“Why not?”
“Because it was too good to be true. I didn’t deserve it.” Shut your goddamn mouth, Valentini! What the hell are you doing?
She studied me a moment. “Why not?”
“Christ, Margot. Can we drop this, please? I really don’t want to talk about it. You won’t understand, and it has nothing to do with you.” And I can’t start telling you things. I just can’t.
“But I—”
“Drop it, I said! Steph and I are none of your fucking business!” And because my temper was threatening to get the best of me and I had a habit of running my asshole mouth when that happened, I jumped out of my chair and stomped off.
I had no idea where I was going, I just wanted some distance between us. Marching past other vendors in a blind rage, I strode through a public parking lot and took off down the street.
Goddammit, why did she have to get into it with me? I’d been in such a good mood today. Happy, even. Why did she have to ruin it by prodding at my pain with a fucking hot poker? Just because I was fucking her didn’t mean she had the right to ask me about my feelings. She and I weren’t going to do feelings—it was sex for the sake of sex and that was it! We didn’t need to complicate things by talking about our pasts or our pain or what was missing from our lives. The moment we started to do that meant this was turning into something else, something I didn’t want and she didn’t need.
Taking a few deep breaths, I stopped walking and locked my hands behind my head. Waited for my heart rate to slow. For my agitation to ease. For my raw edges to smooth over.
After a few minutes, I was calm.
And ashamed of myself.
I was the one who’d said too much. What was it about her that made me spill my guts like a slaughtered animal? I couldn’t fucking do that. And again, I’d gotten mad at myself and taken it out on her. When would I learn that lashing out at people who were trying to help only made me feel worse? Margot didn’t have any idea how guilty I felt about Steph’s death or why I felt responsible. And I wasn’t about to tell her—not only would it burden her unnecessarily and cast a pall over what was supposed to be an uncomplicated good time, but it was too big a betrayal. Sex was one thing, but our connection had to remain purely physical.
Friendly was fine, but romantic was pushing it, and intimate was out of the question. The less she knows about me, the better.
I had to be more careful. For both of us.
On my way back, I stopped to buy some flowers for Margot. Unsure what kind of blooms were her favorite, I chose a small arrangement of blue hydrangeas because the color reminded me of her eyes. They were nicely wrapped in brown paper and tied with twine, but when I saw her sitting alone at our table, looking a little nervous and a lot sad, I felt like I should have bought a bigger bunch.
I walked around the stand and dropped down beside her chair, balanced on the balls of my feet. “Hey.”
“Hey.” She kept her eyes on her hands, which rested in her lap.
“These are for you.” I handed her the flowers. “I’m sorry.”
She looked at the bouquet and then at me. Took a breath. “Me too.”
“You’ve got nothing to be sorry about.”
“I do, I do…” She shook her head. “I shouldn’t have bugged you about what you said. I’ve never lost anyone like you have, and I don’t know what it’s like. I’ve never even loved anyone like you have.” Her eyes met mine. “I have no business trying to give you advice. I don’t blame you for getting mad.”
“It wasn’t you I was mad at. I know it seemed like it,” I said quickly when I saw the doubt on her face, “but I promise you it wasn’t. I was mad at myself and let it get the best of me. I apologize.”
“Apology accepted.” She smiled and then buried her nose in the flowers she held. “I love hydrangeas. Thank you.”

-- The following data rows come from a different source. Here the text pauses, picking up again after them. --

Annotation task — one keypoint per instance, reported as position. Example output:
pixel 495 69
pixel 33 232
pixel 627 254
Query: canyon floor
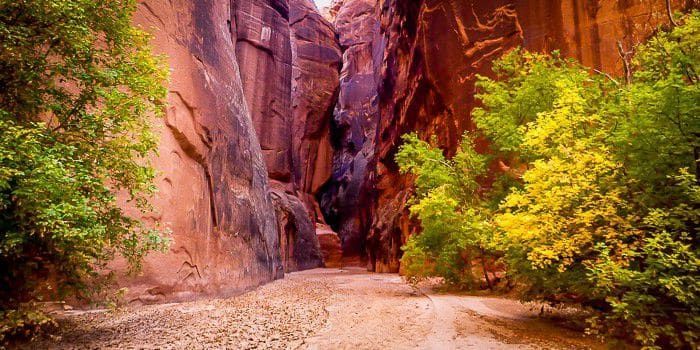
pixel 322 309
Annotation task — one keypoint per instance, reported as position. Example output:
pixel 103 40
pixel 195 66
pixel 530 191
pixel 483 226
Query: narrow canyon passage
pixel 322 309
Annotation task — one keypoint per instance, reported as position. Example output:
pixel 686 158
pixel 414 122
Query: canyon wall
pixel 244 146
pixel 281 121
pixel 424 79
pixel 213 189
pixel 354 121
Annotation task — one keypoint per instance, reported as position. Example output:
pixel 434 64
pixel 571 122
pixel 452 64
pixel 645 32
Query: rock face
pixel 330 246
pixel 354 121
pixel 214 188
pixel 261 125
pixel 424 82
pixel 245 144
pixel 289 61
pixel 316 61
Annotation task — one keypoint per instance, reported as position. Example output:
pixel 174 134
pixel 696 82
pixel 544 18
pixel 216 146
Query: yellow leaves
pixel 569 202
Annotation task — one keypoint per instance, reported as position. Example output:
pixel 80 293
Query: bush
pixel 599 187
pixel 79 88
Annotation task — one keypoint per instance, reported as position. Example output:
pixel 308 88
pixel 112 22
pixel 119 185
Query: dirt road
pixel 322 309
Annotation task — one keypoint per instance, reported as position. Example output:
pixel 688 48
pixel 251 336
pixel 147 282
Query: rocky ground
pixel 322 309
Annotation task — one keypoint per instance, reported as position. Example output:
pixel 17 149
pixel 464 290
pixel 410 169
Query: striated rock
pixel 330 246
pixel 289 60
pixel 300 248
pixel 316 60
pixel 354 122
pixel 435 49
pixel 264 55
pixel 213 188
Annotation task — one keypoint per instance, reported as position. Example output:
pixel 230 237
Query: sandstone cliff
pixel 213 191
pixel 354 121
pixel 432 51
pixel 280 121
pixel 244 146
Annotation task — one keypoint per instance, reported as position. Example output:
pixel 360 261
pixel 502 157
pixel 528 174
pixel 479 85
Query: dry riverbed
pixel 322 309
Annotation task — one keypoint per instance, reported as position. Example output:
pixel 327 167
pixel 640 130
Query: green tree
pixel 454 209
pixel 597 201
pixel 606 214
pixel 79 88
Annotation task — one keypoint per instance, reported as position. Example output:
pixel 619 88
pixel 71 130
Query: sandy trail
pixel 322 309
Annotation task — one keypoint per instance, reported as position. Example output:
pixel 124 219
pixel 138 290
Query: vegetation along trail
pixel 322 309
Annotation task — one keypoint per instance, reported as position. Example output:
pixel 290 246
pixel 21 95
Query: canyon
pixel 277 149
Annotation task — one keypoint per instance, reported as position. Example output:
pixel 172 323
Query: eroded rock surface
pixel 316 65
pixel 424 80
pixel 242 154
pixel 213 188
pixel 289 61
pixel 354 121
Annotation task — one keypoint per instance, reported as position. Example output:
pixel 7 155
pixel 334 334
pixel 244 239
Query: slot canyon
pixel 277 151
pixel 278 183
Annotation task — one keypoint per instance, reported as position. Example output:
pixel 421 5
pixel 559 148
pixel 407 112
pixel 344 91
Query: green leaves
pixel 598 199
pixel 452 207
pixel 79 91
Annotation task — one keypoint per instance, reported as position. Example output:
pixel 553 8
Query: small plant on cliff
pixel 79 87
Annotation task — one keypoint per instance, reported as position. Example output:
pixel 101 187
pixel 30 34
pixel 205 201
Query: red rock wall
pixel 213 188
pixel 316 58
pixel 241 156
pixel 434 50
pixel 289 61
pixel 354 121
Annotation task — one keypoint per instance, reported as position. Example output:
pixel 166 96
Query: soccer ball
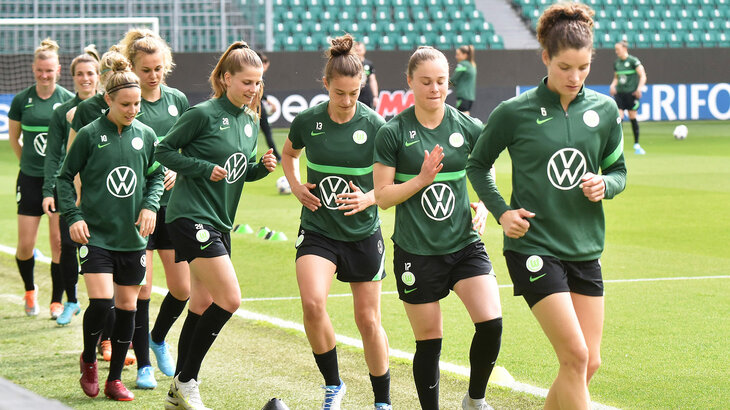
pixel 282 185
pixel 680 132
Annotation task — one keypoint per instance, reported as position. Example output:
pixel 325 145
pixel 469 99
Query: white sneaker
pixel 184 395
pixel 474 404
pixel 333 396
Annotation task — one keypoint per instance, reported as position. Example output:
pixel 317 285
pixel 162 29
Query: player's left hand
pixel 478 223
pixel 146 222
pixel 170 178
pixel 354 201
pixel 593 186
pixel 269 160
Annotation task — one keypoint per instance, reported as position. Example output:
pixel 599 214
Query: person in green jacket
pixel 340 228
pixel 29 115
pixel 151 60
pixel 420 157
pixel 120 192
pixel 212 147
pixel 465 78
pixel 85 72
pixel 566 147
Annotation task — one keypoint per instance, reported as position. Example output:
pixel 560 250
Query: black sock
pixel 69 271
pixel 121 338
pixel 93 323
pixel 26 272
pixel 57 285
pixel 170 310
pixel 426 372
pixel 140 340
pixel 186 338
pixel 327 363
pixel 482 355
pixel 210 324
pixel 635 128
pixel 381 387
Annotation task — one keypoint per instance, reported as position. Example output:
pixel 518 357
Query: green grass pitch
pixel 665 341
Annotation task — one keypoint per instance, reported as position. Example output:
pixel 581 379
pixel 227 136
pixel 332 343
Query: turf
pixel 664 341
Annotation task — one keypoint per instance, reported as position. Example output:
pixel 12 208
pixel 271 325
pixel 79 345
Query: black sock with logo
pixel 426 372
pixel 210 324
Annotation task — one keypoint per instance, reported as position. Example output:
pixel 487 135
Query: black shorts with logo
pixel 29 195
pixel 160 238
pixel 195 240
pixel 128 268
pixel 537 276
pixel 429 278
pixel 626 101
pixel 357 261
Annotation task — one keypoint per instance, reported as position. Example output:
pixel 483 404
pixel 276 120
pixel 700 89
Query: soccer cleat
pixel 146 378
pixel 89 378
pixel 163 356
pixel 333 396
pixel 187 395
pixel 31 302
pixel 56 310
pixel 70 309
pixel 474 404
pixel 115 390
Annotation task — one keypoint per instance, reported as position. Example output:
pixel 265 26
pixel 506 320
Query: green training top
pixel 437 219
pixel 116 182
pixel 214 132
pixel 161 115
pixel 34 115
pixel 465 81
pixel 551 150
pixel 56 142
pixel 89 110
pixel 337 154
pixel 628 79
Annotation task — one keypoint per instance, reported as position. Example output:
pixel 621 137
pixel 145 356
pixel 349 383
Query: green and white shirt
pixel 117 182
pixel 336 155
pixel 628 79
pixel 161 115
pixel 214 132
pixel 34 115
pixel 437 219
pixel 551 150
pixel 56 142
pixel 465 81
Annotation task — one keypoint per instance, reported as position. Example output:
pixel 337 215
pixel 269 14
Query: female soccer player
pixel 558 135
pixel 29 114
pixel 465 78
pixel 85 72
pixel 161 106
pixel 340 228
pixel 437 246
pixel 120 190
pixel 213 146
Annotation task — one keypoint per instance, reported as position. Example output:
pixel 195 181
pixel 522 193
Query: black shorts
pixel 29 195
pixel 358 261
pixel 160 238
pixel 537 276
pixel 128 268
pixel 463 105
pixel 195 240
pixel 429 278
pixel 626 101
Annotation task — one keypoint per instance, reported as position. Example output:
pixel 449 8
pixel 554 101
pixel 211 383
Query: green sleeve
pixel 154 186
pixel 54 151
pixel 74 162
pixel 185 130
pixel 495 137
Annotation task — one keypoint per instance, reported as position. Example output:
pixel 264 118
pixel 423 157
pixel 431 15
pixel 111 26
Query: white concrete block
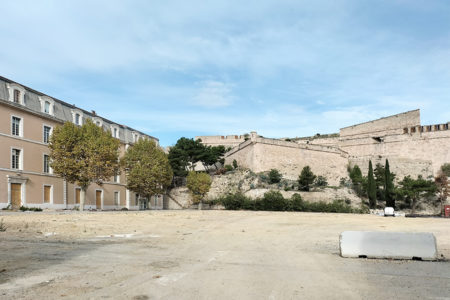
pixel 395 245
pixel 388 211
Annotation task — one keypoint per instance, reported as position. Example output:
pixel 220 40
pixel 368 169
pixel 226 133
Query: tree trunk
pixel 82 198
pixel 414 205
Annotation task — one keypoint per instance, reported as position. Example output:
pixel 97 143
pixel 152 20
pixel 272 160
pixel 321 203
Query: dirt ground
pixel 208 255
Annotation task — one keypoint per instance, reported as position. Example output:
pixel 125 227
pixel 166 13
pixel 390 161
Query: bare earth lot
pixel 208 255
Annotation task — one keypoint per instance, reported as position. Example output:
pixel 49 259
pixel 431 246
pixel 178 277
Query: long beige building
pixel 27 119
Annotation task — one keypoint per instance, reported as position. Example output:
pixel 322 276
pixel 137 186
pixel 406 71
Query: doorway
pixel 16 195
pixel 98 199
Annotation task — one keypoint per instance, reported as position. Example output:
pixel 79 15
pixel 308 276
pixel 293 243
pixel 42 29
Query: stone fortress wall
pixel 227 141
pixel 412 149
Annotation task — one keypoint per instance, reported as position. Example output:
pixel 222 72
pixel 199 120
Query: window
pixel 47 132
pixel 46 163
pixel 15 159
pixel 47 193
pixel 116 198
pixel 115 131
pixel 16 93
pixel 16 129
pixel 77 195
pixel 47 107
pixel 16 96
pixel 135 137
pixel 98 121
pixel 77 116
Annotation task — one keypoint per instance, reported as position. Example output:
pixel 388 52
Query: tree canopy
pixel 199 185
pixel 415 190
pixel 83 155
pixel 187 152
pixel 306 178
pixel 148 169
pixel 371 187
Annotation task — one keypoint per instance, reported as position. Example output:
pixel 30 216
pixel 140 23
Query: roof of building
pixel 63 104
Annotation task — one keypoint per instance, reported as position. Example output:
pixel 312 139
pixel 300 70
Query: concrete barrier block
pixel 394 245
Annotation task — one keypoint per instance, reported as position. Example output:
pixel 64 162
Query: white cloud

“I’m impressed you know what they are.”
Over the blooms, her matching eyes glittered. “Good.”
“The color matches your eyes. That’s why I chose them.”
She lowered the bouquet and looked at me in surprise, her cheeks going pink. Her mouth opened slightly like she might say something, but then she closed it again.
Looking at her, my heart started to beat a little too quickly for comfort, so I checked my watch and saw it was coming up on three. “Market’s about to open up. You ready?”
“Yes.” Smiling, she set the bouquet gently under the table and stood. “What should I do?”
“Don’t let them walk away without buying something.” I straightened up, my joints cracking.
She grinned. “Easy peasy. I could sell water to a drowning man, remember?”
“I remember,” I said. “And I’m counting on it.”
She gave me a thumbs up as a few people approached the stand. I watched her charm them, smiled and shook hands when she introduced me, and gave her a high five after they left with a bag full of eggs and vegetables.